Iron Blogging - Simplifying Workflows

This post is a part of the GroupLens Iron Blogging effort, so take that for what you will.

I do a fair amount of spatial data analysis, particularly in the space of trying to understand geographic disparity, and its effects on systems.

This workflow used to go something like:

  1. Setup a Postgresql/PostGIS database
  2. import all the data (including points or polygons that reflect geographic regions)
    • this often involves replicating geometries because there are individual data points that apply to the same geometry
  3. do any aggregation or summary statistics per geometry that I needed to do, and apply these values to each Postgres record
  4. use pgsql2shp command, to dump a database table (or a subset of the table, by query) to get a shapefile
    • this often involves at least one GROUP BY clause
  5. Open this shapefile in QGIS, to do some exploratory mapping, and save the data as a CSV file for later
  6. Open this shapefile in GeoDa, to do some simple exploratory analysis
  7. Import the aforementiond CSV file into R, and then write R code to do any data transformation needed
  8. Use R for any analysis (normally spatial regressions, with spdep)

You’ll notice here, that around step 7, we lose any concept of the geometry of this geographic data. Unfortunately, this means that if I any of the things below, that I need to start again at Step 3:

  • a different geographic subset of the data for analysis, or
  • a different geographic function (say, population density), or
  • anything at the R stage that isn’t already there

There is a better world.

For a different project, I recently started using Jupyter, for easier collaboration.

At first, it was nice, because I could just import CSVs into Jupyter, and use Python (specifically pandas, which is incredibly nice) for the data transformation. This is better for me than R. However, I quickly started wondering if there is a way insert Jupyter and python earlier into my workflow.

As it turns out, a lot of the geographic analysis software (QGIS, GeoDa, steps 5 and 6 respectively) is built on top of existing python libraries. That’s a good sign, but it made me worry I’d have to drop down a level and code more, which would be a time sink. Enter: GeoPandas.

GeoPandas, or geographic extension to Pandas, is a whole new game. GeoPandas lets me load a GeoDataFrame (you know, a DataFrame, with geography) either from a shapefile (we’re now at step 4), or even better directly from PostGIS.

Because Pandas (and subsequently GeoPandas) has such nice groupby() and agg() functionality, I don’t need to write these things in SQL. Because GeoPandas also has a concept of geometric operations (point in polygon, intersection, etc.) and spatial joins (merging datasets based on geographic overlap) I can insert the Python/Jupyter workflow after Step 2.

I mentioned before that a lot of the geographic analysis software was built on python libraries.
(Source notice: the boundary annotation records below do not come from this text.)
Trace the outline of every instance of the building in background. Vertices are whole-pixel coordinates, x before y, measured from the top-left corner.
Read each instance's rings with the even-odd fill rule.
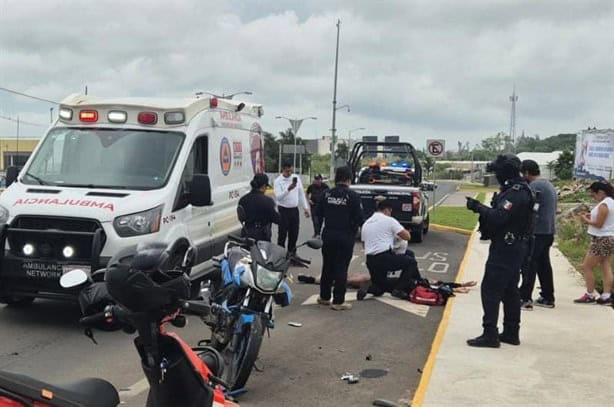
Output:
[[[539,172],[543,178],[552,179],[555,177],[554,174],[554,163],[559,159],[562,151],[553,151],[551,153],[534,153],[534,152],[524,152],[518,153],[517,156],[520,158],[520,161],[524,160],[533,160],[539,165]]]
[[[323,136],[318,139],[303,139],[303,142],[307,153],[324,155],[330,153],[330,139],[330,136]]]

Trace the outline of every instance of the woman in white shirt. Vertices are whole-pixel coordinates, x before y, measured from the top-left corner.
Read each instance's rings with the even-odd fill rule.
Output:
[[[575,303],[603,305],[612,304],[612,266],[611,256],[614,254],[614,188],[607,182],[593,182],[588,190],[594,200],[599,202],[591,213],[582,215],[582,222],[588,225],[588,234],[591,236],[591,245],[584,257],[584,280],[586,293]],[[595,290],[595,266],[601,267],[603,275],[603,293]]]

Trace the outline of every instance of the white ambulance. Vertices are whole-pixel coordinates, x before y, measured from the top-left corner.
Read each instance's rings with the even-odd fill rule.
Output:
[[[0,195],[0,303],[74,299],[63,273],[142,241],[192,246],[202,268],[239,230],[238,199],[264,171],[262,114],[215,97],[67,97]]]

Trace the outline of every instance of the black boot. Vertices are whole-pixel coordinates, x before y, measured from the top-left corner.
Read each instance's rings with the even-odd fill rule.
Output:
[[[402,300],[409,300],[409,295],[403,290],[392,290],[390,295],[396,298],[400,298]]]
[[[482,334],[477,338],[467,339],[467,345],[476,348],[498,348],[501,346],[501,343],[499,343],[498,336],[486,336],[486,334]]]
[[[517,324],[503,324],[503,332],[499,335],[499,341],[509,343],[510,345],[520,345],[518,331]]]
[[[510,345],[520,345],[520,339],[518,338],[518,334],[508,334],[505,331],[499,334],[499,341],[509,343]]]
[[[356,292],[356,299],[358,301],[362,301],[365,299],[365,297],[367,296],[367,293],[369,292],[369,288],[371,287],[371,283],[366,282],[366,283],[362,283],[360,285],[360,288],[358,289],[358,291]]]

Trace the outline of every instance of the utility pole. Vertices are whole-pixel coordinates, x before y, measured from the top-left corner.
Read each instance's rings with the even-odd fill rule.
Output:
[[[335,119],[337,114],[337,68],[339,65],[339,30],[341,28],[341,20],[337,19],[337,48],[335,51],[335,82],[333,89],[333,128],[332,128],[332,137],[330,141],[330,179],[333,180],[335,178],[335,144],[336,144],[336,136],[335,136]]]
[[[15,161],[19,161],[19,116],[17,116],[17,146],[16,146],[17,154],[15,155]],[[15,164],[17,165],[17,164]]]
[[[514,151],[514,143],[516,142],[516,102],[518,101],[518,96],[516,96],[516,85],[514,85],[514,91],[512,96],[510,96],[510,102],[512,102],[512,112],[510,114],[510,142],[512,145],[510,146],[510,151]]]

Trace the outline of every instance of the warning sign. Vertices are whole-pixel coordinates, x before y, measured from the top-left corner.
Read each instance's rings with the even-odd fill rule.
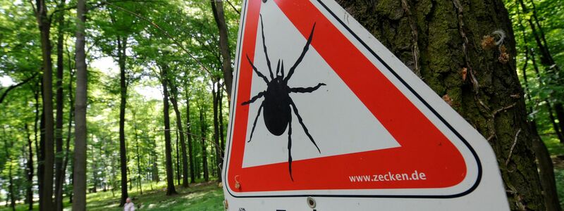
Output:
[[[486,140],[336,3],[247,0],[240,23],[230,207],[302,207],[307,196],[458,204],[484,192],[508,209]]]

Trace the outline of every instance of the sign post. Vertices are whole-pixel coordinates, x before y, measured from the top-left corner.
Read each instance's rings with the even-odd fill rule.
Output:
[[[503,210],[485,139],[333,1],[245,0],[229,210]]]

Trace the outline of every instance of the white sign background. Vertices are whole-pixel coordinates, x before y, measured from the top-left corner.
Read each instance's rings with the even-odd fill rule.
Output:
[[[446,127],[439,121],[436,117],[433,117],[433,114],[426,108],[422,107],[423,106],[423,103],[420,102],[414,95],[413,94],[410,93],[410,91],[400,83],[398,83],[398,79],[394,78],[394,75],[393,75],[389,70],[384,68],[379,65],[379,61],[378,61],[375,58],[370,56],[369,53],[368,49],[364,49],[360,44],[359,44],[360,41],[355,40],[353,36],[351,35],[348,32],[347,32],[344,28],[348,27],[354,32],[360,39],[362,40],[364,43],[366,43],[368,46],[372,49],[373,51],[376,52],[384,60],[385,60],[388,65],[390,65],[391,68],[396,71],[398,75],[401,77],[404,81],[405,81],[408,84],[410,84],[412,87],[414,87],[415,91],[418,94],[418,95],[422,96],[427,103],[430,104],[434,110],[436,110],[439,113],[440,113],[441,116],[444,118],[449,124],[453,127],[453,129],[458,132],[465,139],[469,142],[469,143],[472,146],[472,148],[475,150],[477,157],[479,158],[479,162],[482,165],[482,174],[480,174],[480,180],[475,188],[472,189],[470,191],[467,193],[465,193],[462,195],[457,195],[457,196],[451,196],[449,197],[445,198],[425,198],[423,197],[416,197],[416,198],[410,198],[410,197],[398,197],[394,198],[393,196],[388,196],[388,197],[385,198],[380,198],[380,197],[374,197],[374,198],[369,198],[369,197],[362,197],[362,198],[355,198],[355,197],[332,197],[332,196],[319,196],[314,197],[315,200],[317,201],[317,207],[315,209],[317,210],[374,210],[377,209],[378,210],[508,210],[509,209],[507,198],[505,197],[505,191],[503,189],[503,183],[501,181],[501,178],[499,174],[498,167],[497,166],[497,162],[495,159],[495,155],[494,155],[493,151],[491,150],[491,147],[489,146],[487,141],[484,139],[484,137],[479,134],[474,129],[473,129],[462,117],[460,117],[458,113],[456,113],[452,108],[450,108],[444,101],[438,96],[430,88],[429,88],[422,81],[421,81],[419,78],[417,77],[405,65],[403,65],[397,58],[396,58],[391,53],[390,53],[381,43],[379,43],[374,37],[369,34],[365,29],[364,29],[355,20],[354,20],[346,11],[341,8],[338,4],[336,2],[329,0],[329,1],[322,1],[322,0],[313,0],[311,1],[312,4],[314,4],[316,7],[317,7],[319,11],[324,13],[326,17],[328,18],[333,24],[335,24],[336,27],[338,28],[343,33],[345,34],[353,44],[356,44],[359,46],[359,49],[367,55],[367,58],[372,60],[373,63],[377,65],[379,68],[382,70],[382,72],[386,75],[386,77],[392,81],[398,88],[404,94],[405,96],[418,108],[422,109],[422,112],[425,114],[429,118],[432,122],[436,124],[437,127],[443,132],[445,132],[444,129]],[[244,4],[244,10],[246,10],[246,5],[248,4],[247,1],[245,1]],[[273,21],[271,20],[267,19],[267,15],[264,13],[264,10],[268,8],[269,6],[271,9],[272,9],[273,6],[276,7],[276,3],[272,0],[268,0],[266,3],[263,3],[261,9],[261,13],[263,14],[263,18],[264,18],[265,21],[265,36],[266,39],[266,46],[269,47],[271,46],[273,44],[269,44],[269,34],[270,32],[269,30],[276,31],[276,27],[284,27],[285,23],[283,23],[286,20],[274,20],[274,21],[278,21],[274,25],[275,29],[269,29],[267,30],[266,23],[269,21]],[[270,5],[269,5],[270,4]],[[327,9],[325,9],[326,6]],[[270,12],[270,11],[269,11]],[[276,13],[276,12],[274,12]],[[245,14],[245,11],[242,11],[243,14]],[[268,15],[271,15],[269,13]],[[279,18],[283,19],[283,18]],[[244,18],[242,18],[242,25],[244,25]],[[338,20],[342,21],[343,24],[341,25],[338,23]],[[260,24],[260,23],[259,23]],[[243,27],[240,27],[240,33],[241,34],[241,31],[243,30]],[[290,30],[291,31],[291,30]],[[260,30],[257,32],[260,33]],[[276,32],[277,36],[282,37],[283,40],[286,39],[287,37],[292,37],[294,36],[293,34],[296,34],[294,32],[288,32],[288,31],[280,32]],[[299,35],[299,34],[298,34]],[[271,35],[272,36],[272,35]],[[242,37],[239,37],[238,43],[241,41]],[[269,47],[269,55],[271,59],[271,62],[273,63],[273,69],[276,70],[276,63],[278,61],[278,58],[282,58],[284,60],[284,66],[286,68],[286,72],[288,69],[293,64],[295,61],[295,58],[299,56],[299,53],[301,52],[301,49],[303,47],[305,38],[303,37],[298,38],[298,41],[293,44],[288,44],[284,43],[281,45],[281,46],[277,47]],[[315,39],[315,35],[314,35],[314,39]],[[261,36],[257,36],[257,44],[255,49],[255,65],[259,68],[263,74],[265,75],[269,75],[268,70],[266,68],[266,65],[262,63],[262,62],[264,62],[264,57],[261,58],[261,56],[264,56],[262,51],[262,37]],[[272,41],[272,42],[274,42]],[[291,48],[286,48],[286,46],[291,46]],[[238,48],[240,46],[238,45]],[[276,49],[276,50],[274,50]],[[296,49],[299,50],[295,50]],[[238,53],[240,53],[240,49],[237,50],[236,52]],[[276,55],[275,51],[278,51],[278,53],[286,52],[286,54],[283,54],[285,56]],[[293,116],[293,143],[295,145],[293,146],[293,154],[295,154],[295,159],[307,159],[308,158],[311,158],[311,156],[319,157],[319,156],[325,156],[326,155],[323,154],[324,148],[321,146],[321,143],[323,138],[318,138],[318,136],[323,136],[322,134],[318,134],[318,132],[316,132],[315,126],[312,124],[308,124],[308,120],[312,120],[312,118],[319,117],[319,114],[321,112],[318,112],[316,110],[319,109],[317,107],[316,103],[319,103],[320,99],[326,98],[321,94],[324,91],[327,91],[330,90],[329,89],[331,89],[331,91],[342,91],[341,94],[345,96],[345,98],[348,98],[348,99],[351,100],[348,103],[350,103],[351,105],[349,106],[354,106],[353,103],[355,101],[352,101],[355,99],[355,98],[351,97],[350,94],[348,94],[350,93],[347,93],[347,91],[350,92],[350,90],[346,90],[346,89],[341,89],[341,88],[335,88],[335,87],[342,87],[342,86],[336,86],[334,87],[331,87],[330,86],[333,85],[332,82],[335,82],[336,84],[338,84],[339,82],[342,83],[338,79],[335,79],[335,77],[331,77],[331,72],[328,72],[326,68],[323,68],[324,65],[326,65],[326,64],[324,63],[312,63],[307,64],[309,62],[306,62],[309,60],[317,60],[319,61],[322,59],[319,57],[319,55],[314,52],[314,49],[313,48],[310,48],[308,53],[306,54],[306,56],[304,59],[304,61],[298,68],[296,70],[296,72],[293,77],[297,77],[298,75],[307,75],[310,74],[310,75],[313,75],[313,78],[309,79],[300,79],[299,80],[293,81],[290,79],[290,82],[289,85],[290,87],[313,87],[317,84],[319,82],[324,82],[327,84],[327,86],[321,87],[319,89],[313,93],[307,93],[307,94],[292,94],[290,96],[294,99],[296,102],[296,105],[298,106],[298,109],[300,110],[300,115],[302,115],[302,117],[304,118],[305,123],[306,126],[309,129],[312,136],[315,139],[316,142],[319,146],[319,148],[321,150],[322,153],[321,155],[319,155],[317,153],[317,149],[311,143],[308,139],[303,134],[303,130],[301,129],[301,126],[298,124],[297,119],[295,118],[295,116]],[[241,62],[247,62],[246,58],[245,55],[238,54],[235,61],[238,65],[240,64]],[[316,58],[316,57],[317,58]],[[321,68],[319,68],[321,67]],[[262,68],[261,68],[262,67]],[[309,69],[306,69],[305,68],[309,67]],[[237,71],[238,71],[238,66],[237,67]],[[304,69],[302,69],[304,68]],[[314,70],[315,68],[319,68]],[[309,70],[309,71],[303,70]],[[323,70],[326,70],[324,72]],[[315,72],[314,71],[319,71],[318,72]],[[238,74],[235,72],[235,74]],[[321,74],[321,75],[319,75]],[[333,73],[334,75],[334,73]],[[255,74],[253,73],[253,77],[255,77]],[[300,76],[300,77],[302,75]],[[262,83],[262,84],[261,84]],[[367,84],[368,85],[368,84]],[[253,79],[253,83],[252,86],[252,90],[253,91],[251,94],[251,96],[255,96],[257,92],[255,91],[259,91],[261,90],[264,90],[266,89],[266,84],[264,84],[262,80],[258,80],[256,78]],[[347,91],[345,91],[345,90]],[[236,98],[236,93],[237,90],[233,90],[232,96]],[[311,99],[311,98],[317,98],[317,100]],[[236,98],[232,99],[232,102],[236,102]],[[338,102],[341,105],[343,105],[343,102]],[[258,106],[259,106],[259,101],[255,102],[252,105],[251,104],[251,107],[250,108],[250,114],[249,114],[249,119],[251,120],[249,122],[254,120],[255,115],[256,115],[257,110],[258,110]],[[238,106],[238,105],[237,105]],[[235,105],[231,105],[231,108],[233,109]],[[331,108],[331,107],[327,107]],[[331,109],[334,109],[332,108]],[[360,110],[360,113],[362,113],[362,109]],[[233,110],[231,113],[232,115],[231,117],[231,119],[234,117],[233,116]],[[306,117],[306,115],[311,115],[310,117]],[[371,115],[373,117],[372,115]],[[244,165],[246,166],[254,166],[254,165],[259,165],[262,164],[267,164],[271,162],[287,162],[287,153],[285,153],[283,150],[286,148],[287,144],[287,134],[283,134],[281,136],[274,137],[274,136],[270,135],[266,128],[259,128],[260,125],[264,125],[264,123],[261,123],[260,122],[262,120],[262,117],[259,117],[259,122],[257,123],[257,129],[255,129],[255,134],[253,136],[253,139],[251,143],[247,143],[245,144],[245,158],[244,158]],[[331,119],[333,119],[333,117]],[[379,128],[378,125],[379,122],[377,120],[372,120],[372,122],[368,122],[368,124],[372,124],[372,128]],[[368,120],[370,122],[370,120]],[[250,127],[252,127],[252,122],[250,122],[250,124],[248,124],[249,127],[247,130],[250,130]],[[229,134],[231,134],[231,130],[233,129],[233,125],[230,127],[230,132],[228,132]],[[263,126],[264,127],[264,126]],[[381,128],[380,126],[379,128]],[[326,130],[324,129],[323,131]],[[262,134],[259,134],[259,133],[262,132]],[[250,131],[247,131],[247,134],[249,134]],[[379,135],[381,135],[382,133],[379,133]],[[387,133],[384,133],[384,136],[388,135]],[[446,132],[445,135],[447,136],[451,136],[452,134]],[[261,138],[257,138],[259,136],[262,136]],[[294,138],[295,137],[295,138]],[[299,137],[299,138],[298,138]],[[231,139],[229,138],[229,142],[228,143],[228,146],[230,145]],[[279,139],[276,140],[276,139]],[[350,138],[349,138],[350,139]],[[248,139],[248,135],[247,135]],[[250,143],[255,143],[253,142],[259,142],[259,141],[266,140],[268,141],[271,141],[271,143],[266,143],[269,146],[271,146],[272,148],[275,148],[279,152],[269,152],[272,153],[274,154],[278,153],[278,155],[274,155],[271,158],[264,158],[265,157],[261,157],[262,155],[247,155],[247,148],[253,147],[251,146]],[[268,142],[268,141],[262,141],[262,142]],[[295,151],[294,147],[297,147],[298,146],[298,142],[301,142],[299,143],[302,146],[302,148],[299,151],[295,151],[295,153],[293,153]],[[368,143],[370,147],[373,148],[388,148],[388,147],[394,147],[397,146],[397,142],[395,141],[393,139],[383,139],[381,141],[376,141],[379,143],[385,143],[381,145],[372,145],[372,143]],[[281,146],[273,146],[272,144],[281,144]],[[465,147],[463,143],[459,142],[453,142],[457,148],[461,149],[461,153],[463,155],[467,155],[467,149],[463,149],[462,148]],[[259,143],[257,143],[259,145]],[[261,143],[262,144],[262,143]],[[256,146],[259,147],[259,146]],[[228,149],[229,148],[228,148]],[[262,146],[259,148],[260,150],[263,150],[266,148],[265,146]],[[329,153],[329,148],[330,147],[326,147],[328,148],[327,153]],[[303,149],[303,151],[302,150]],[[248,153],[253,153],[256,151],[248,151]],[[287,151],[286,151],[287,153]],[[302,152],[304,152],[303,154],[301,155]],[[336,153],[343,153],[343,151],[336,151]],[[346,153],[346,152],[344,152]],[[229,152],[226,151],[226,155],[228,155]],[[317,155],[315,154],[317,154]],[[255,158],[250,158],[251,157],[247,156],[258,156],[259,159],[267,159],[265,161],[252,161],[251,160]],[[309,156],[309,157],[308,157]],[[266,156],[269,157],[269,156]],[[466,158],[466,155],[465,155]],[[249,160],[247,160],[249,159]],[[465,159],[465,160],[467,160]],[[228,166],[229,158],[226,156],[226,162],[224,162],[224,170],[226,171],[228,171],[228,170],[226,169],[226,167]],[[476,172],[476,167],[474,165],[468,167],[469,174],[474,174]],[[225,177],[226,174],[223,174],[223,177]],[[223,181],[227,182],[226,178],[223,178]],[[275,181],[273,181],[275,182]],[[466,182],[466,181],[465,181]],[[472,181],[468,181],[472,182]],[[269,197],[268,195],[265,195],[263,197],[245,197],[245,195],[240,195],[240,194],[233,194],[233,192],[230,191],[229,188],[230,185],[226,184],[223,186],[224,188],[224,194],[226,196],[226,200],[228,203],[228,210],[312,210],[307,205],[307,200],[306,196],[300,195],[295,196],[286,196],[286,197]],[[381,191],[386,191],[386,190],[381,190]],[[423,192],[427,191],[427,193],[432,193],[435,191],[441,191],[441,190],[432,190],[429,188],[423,188],[421,190]],[[393,190],[391,190],[393,191]],[[429,192],[431,191],[431,192]],[[331,191],[326,191],[326,193],[327,195],[331,194]],[[256,196],[256,194],[255,194]]]

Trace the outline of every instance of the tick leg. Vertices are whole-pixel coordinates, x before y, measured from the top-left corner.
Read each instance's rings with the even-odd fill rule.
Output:
[[[241,106],[248,105],[248,104],[254,103],[255,101],[257,101],[257,99],[258,99],[259,98],[262,98],[263,96],[264,96],[264,93],[265,92],[266,92],[266,91],[263,91],[259,92],[259,94],[257,94],[257,96],[252,97],[248,101],[243,102],[243,103],[241,103]],[[262,106],[262,105],[261,105],[261,106]]]
[[[264,56],[266,57],[266,65],[269,66],[270,79],[274,79],[274,76],[272,75],[272,68],[270,67],[270,59],[269,59],[269,54],[266,53],[266,44],[264,43],[264,25],[263,25],[262,23],[262,15],[260,15],[260,30],[262,32],[262,48],[264,49]]]
[[[317,146],[317,143],[315,143],[315,141],[313,141],[313,137],[312,137],[312,135],[309,134],[309,132],[307,130],[307,127],[306,127],[305,124],[304,124],[304,121],[302,120],[302,116],[300,116],[300,113],[298,112],[298,107],[295,106],[295,104],[294,103],[294,101],[293,101],[291,98],[290,99],[290,104],[292,105],[292,108],[294,110],[294,113],[295,113],[295,116],[298,117],[298,121],[300,122],[300,124],[302,124],[302,127],[304,128],[304,132],[305,132],[305,134],[307,135],[307,137],[309,137],[309,140],[312,141],[312,143],[313,143],[313,145],[314,145],[315,148],[317,148],[317,151],[319,151],[319,153],[321,153],[321,151],[319,150],[319,147]]]
[[[295,87],[295,88],[290,88],[290,92],[294,92],[294,93],[309,93],[309,92],[313,92],[314,91],[315,91],[315,90],[317,90],[317,89],[319,89],[319,87],[320,87],[321,86],[325,86],[325,84],[324,84],[324,83],[319,83],[319,84],[317,84],[317,86],[315,86],[315,87],[307,87],[307,88],[303,88],[303,87]]]
[[[251,142],[251,139],[252,139],[252,133],[255,132],[255,127],[257,126],[257,120],[259,120],[259,117],[260,116],[260,111],[262,110],[262,106],[264,105],[264,103],[261,103],[260,107],[259,107],[259,113],[257,113],[257,117],[255,117],[255,122],[252,122],[252,129],[251,129],[251,136],[249,137],[249,141],[247,141],[247,143]]]
[[[288,169],[290,171],[290,179],[294,181],[292,177],[292,115],[288,118]]]
[[[252,70],[255,70],[255,72],[256,72],[257,75],[259,75],[259,77],[262,77],[262,79],[264,80],[264,82],[268,84],[269,83],[269,79],[267,79],[266,77],[264,76],[264,75],[262,75],[262,73],[260,73],[260,72],[259,72],[259,70],[257,70],[257,67],[255,67],[255,64],[252,63],[252,62],[251,61],[251,59],[249,58],[249,54],[247,54],[247,60],[248,60],[249,63],[251,64],[251,66],[252,67]]]
[[[305,52],[307,52],[307,49],[309,49],[309,44],[312,43],[312,38],[313,38],[313,31],[315,30],[315,23],[313,24],[313,27],[312,28],[312,32],[309,34],[309,37],[307,38],[307,42],[305,43],[305,46],[304,46],[304,50],[302,51],[302,54],[300,55],[300,57],[298,58],[298,60],[294,63],[294,65],[292,68],[290,68],[290,70],[288,72],[288,76],[284,78],[284,82],[288,82],[288,80],[290,79],[290,77],[292,77],[292,75],[294,74],[294,70],[295,70],[295,68],[298,67],[298,65],[302,62],[302,60],[304,59],[304,56],[305,56]]]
As it turns out, GeoDa is built on top of a library called pysal. This means that I can do any analysis supported by GeoDa (including spatial regressions) directly from python.

My workflow now looks like:

  1. Setup a Postgresql/PostGIS database
  2. import all the data (including points or polygons that reflect geographic regions)
    • this often involves replicating geometries because there are individual data points that apply to the same geometry
  3. Load this table into Jupyter (with GeoPandas), and perform any aggregation, summary statistics, or data transformation I need, which either become a new column, or perhaps a transformed GeoDataFrame (remember groupby()?)
  4. Do any exploratory mapping, exploratory analysis, or more involved spatial analysis directly within Jupyter.

So, I’ve now cut the number of different steps in half, and dropped the number of different ways I work with this data (including different languages used) from 5 to 1 (or maybe 2, if you count the single line of SQL I’m writing to dump data out of my database).

I’ve long resisted Python, because I know Java or Javascript, and it wasn’t clear what Python got me.

I was so wrong.